The next night, I walk into the Residence hoping to comfort her. I knew she had a long day; giving up your medical license for your husband has to take it out of you. Finding the bed empty, I call out to her, hoping that maybe she’s just in the bathroom. When there is no answer, I know she’s gone to find comfort in the arms of another. Sighing to myself, I turn and head back to the West Wing, knowing in whose arms she’s seeking solace.
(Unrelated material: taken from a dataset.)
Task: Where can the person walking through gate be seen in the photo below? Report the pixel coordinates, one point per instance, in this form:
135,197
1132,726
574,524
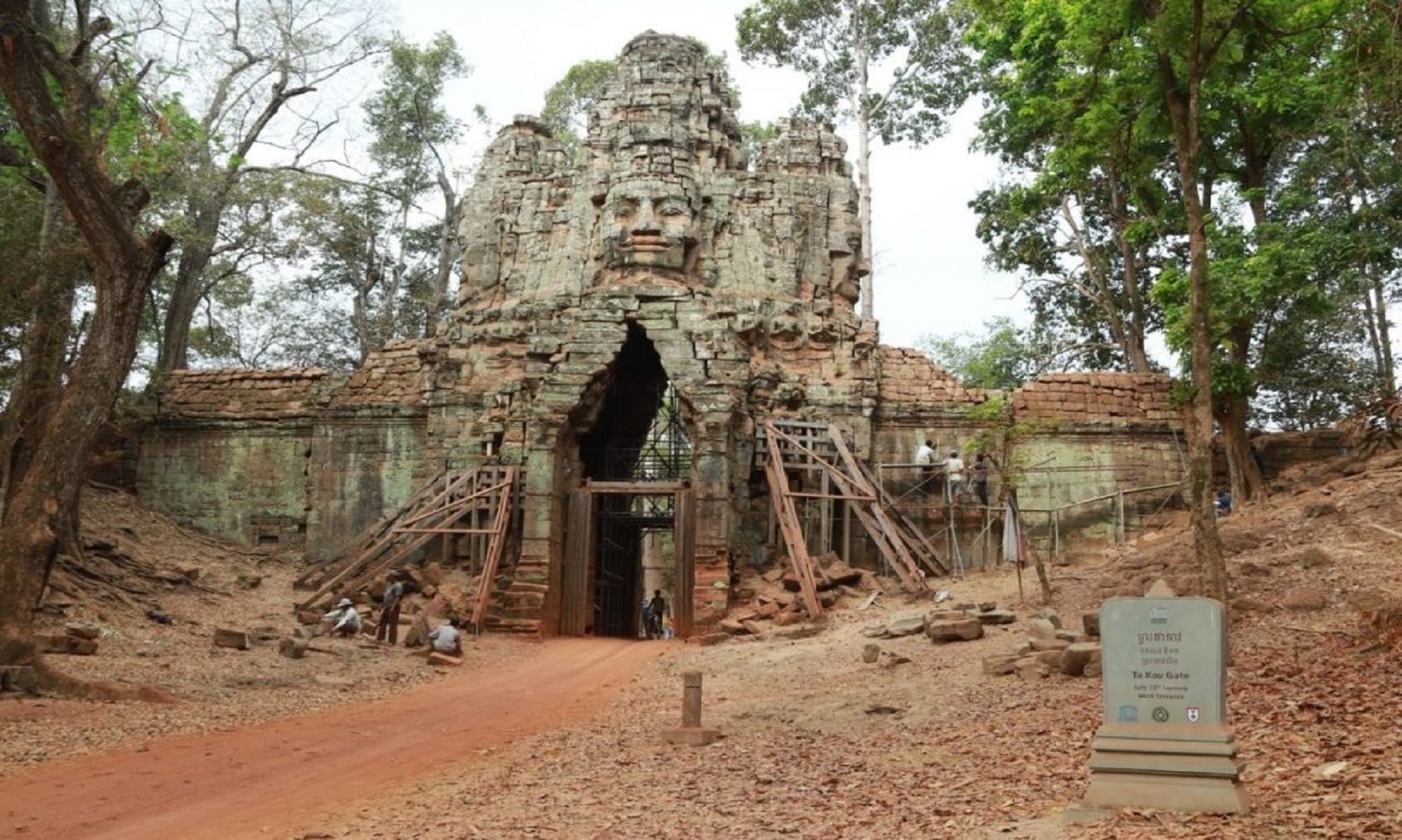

The hallways of the West Wing are empty, the staff having left long ago for a few hours of rest. I silently walk though the halls, heading purposefully to the communications bullpen and her office. I can see soft light coming through the closed blinds, and hear hushed voices coming from the door that hasn’t quite latched. Holding up a hand to stop my agents from following, I walk up to the partially opened door and peek through the opening. The sight before me is a shock to my senses, but is expected at the same time. My wife, my beautiful Abbey, laying in CJ’s arms, her head resting on the younger woman’s chest, sobbing. Claudia Jean is rocking her back and forth, running her fingers through Abbey’s dark hair and whispering words of comfort I cannot and do not want to hear. When CJ leans down to kiss Abbey’s forehead, I turn away, backing away from the door and heading back in the direction from which I came.
Somehow it feels right, leaving Abbey in the arms of the young woman. I have hurt the woman I love more than I thought possible. I made her lie to everyone she knows, including herself, and then, as if that weren’t enough, after all the lies, I came clean and exposed her lies to the world. I watched her fall apart and made no effort to help her. I was too busy trying to keep my head above water to be bothered with someone else’s trouble, even if that someone else was my wife. It seems right that Claudia Jean take my place. She and Abbey have always been close. The few times they have fought were my fault.
So I leave her there, wrapped in an embrace with the woman I once thought of as a daughter. It’s fitting that she take my place beside Abbey, if only privately. I know that eventually, when all of this madness is over, she will take my place beside Abbey permanently. And I also know that she will love her more than I ever have. Because, while I tell Abbey I love her more than anyone in the world, I have chosen myself over her more times than I can count, and she deserves to be loved by someone who can put her needs above their own. Lord knows I haven’t.